I love to try new apps, especially if they’re free. I love that for just about anything you can dream up, there’s an app (or three) for that.


But when the apps you use contain your personal information, it’s important to take some safety measures.

RunKeeper friends feed

One of my friends uses RunKeeper to track her workouts. This app lets you share your planned route on social media and (with in-app purchase) broadcasts LIVE maps of your runs or bike rides to your “supporters.”


I like using an app to track my walking workouts. Since I live in a neighborhood with irregularly-sized (and shaped) blocks, it helps me figure out routes with a certain target distance in mind—without having to drive around in the car to measure on the odometer. It also keeps track of my pace and my “personal best.”

While this app uses my phone’s GPS to measure my pace and distance, I do not have it set up to sync with social media of any kind, or with “The Cloud.” I could, but I don’t. All my workout data is stored on my phone. There’s a reason for that.

runkeeper map sample

I don’t need to let anyone know where I’m walking, or that I’m not at home, or how long I’ll probably not be at home. (When I’m done, if I need to brag, I can compose my own tweet, thankyouverymuch, with my time and distance.)
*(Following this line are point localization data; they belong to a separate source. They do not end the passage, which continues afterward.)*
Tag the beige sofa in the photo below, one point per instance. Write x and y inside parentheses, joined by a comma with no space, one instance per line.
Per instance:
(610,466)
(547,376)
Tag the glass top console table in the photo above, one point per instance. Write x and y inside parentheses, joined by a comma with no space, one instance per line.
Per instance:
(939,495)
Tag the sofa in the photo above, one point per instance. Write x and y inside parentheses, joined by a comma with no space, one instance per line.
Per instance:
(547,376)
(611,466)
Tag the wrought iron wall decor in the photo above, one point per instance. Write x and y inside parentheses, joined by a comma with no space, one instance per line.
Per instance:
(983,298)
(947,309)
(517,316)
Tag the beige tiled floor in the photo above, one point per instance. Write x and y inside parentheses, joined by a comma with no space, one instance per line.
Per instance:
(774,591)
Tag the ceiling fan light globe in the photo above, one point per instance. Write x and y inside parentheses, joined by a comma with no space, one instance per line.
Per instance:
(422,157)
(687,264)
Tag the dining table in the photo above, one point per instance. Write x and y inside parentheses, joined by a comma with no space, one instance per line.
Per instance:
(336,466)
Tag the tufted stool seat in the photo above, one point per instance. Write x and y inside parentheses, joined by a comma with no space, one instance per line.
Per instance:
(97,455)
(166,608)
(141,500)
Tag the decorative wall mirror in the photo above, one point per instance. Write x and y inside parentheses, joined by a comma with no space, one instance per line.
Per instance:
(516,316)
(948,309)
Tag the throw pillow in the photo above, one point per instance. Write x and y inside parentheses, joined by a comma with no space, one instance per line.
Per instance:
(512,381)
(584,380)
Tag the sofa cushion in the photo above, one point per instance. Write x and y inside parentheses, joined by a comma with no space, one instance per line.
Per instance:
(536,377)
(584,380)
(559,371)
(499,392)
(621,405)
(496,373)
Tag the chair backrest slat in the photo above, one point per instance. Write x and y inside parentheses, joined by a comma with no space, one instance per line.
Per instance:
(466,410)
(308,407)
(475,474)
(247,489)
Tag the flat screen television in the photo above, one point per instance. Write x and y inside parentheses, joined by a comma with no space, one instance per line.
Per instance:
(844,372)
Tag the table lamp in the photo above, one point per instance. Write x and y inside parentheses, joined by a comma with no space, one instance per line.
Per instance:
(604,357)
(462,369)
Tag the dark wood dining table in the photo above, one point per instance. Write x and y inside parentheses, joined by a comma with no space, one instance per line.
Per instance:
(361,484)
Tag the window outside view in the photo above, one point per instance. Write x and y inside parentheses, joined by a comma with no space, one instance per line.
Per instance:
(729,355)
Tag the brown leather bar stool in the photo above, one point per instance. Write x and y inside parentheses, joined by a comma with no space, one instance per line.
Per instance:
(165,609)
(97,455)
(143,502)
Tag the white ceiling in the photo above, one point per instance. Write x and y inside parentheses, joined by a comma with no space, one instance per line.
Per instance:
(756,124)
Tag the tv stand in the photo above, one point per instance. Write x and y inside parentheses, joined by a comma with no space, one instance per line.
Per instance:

Am I being ultra-cautious? Probably. I’m a worrier by nature. But a recent New York Times article discusses just a few of the security concerns that users of health and fitness apps should consider. This article doesn’t even get into the issues of women who run or walk alone and who use these apps to track their routes, broadcasting their location over Facebook or Twitter.

The bottom line is:  you don’t know who sees it; you don’t know who stores it; you don’t know where that data goes once it leaves your phone.

We tell our kids to be careful about the information they share online—but we share our workout routes to anyone (family member, friend, or stranger) who cares to check the hashtag these apps automatically include with every tweet.

When it comes to your health information and your physical location, my advice is to think before you sync.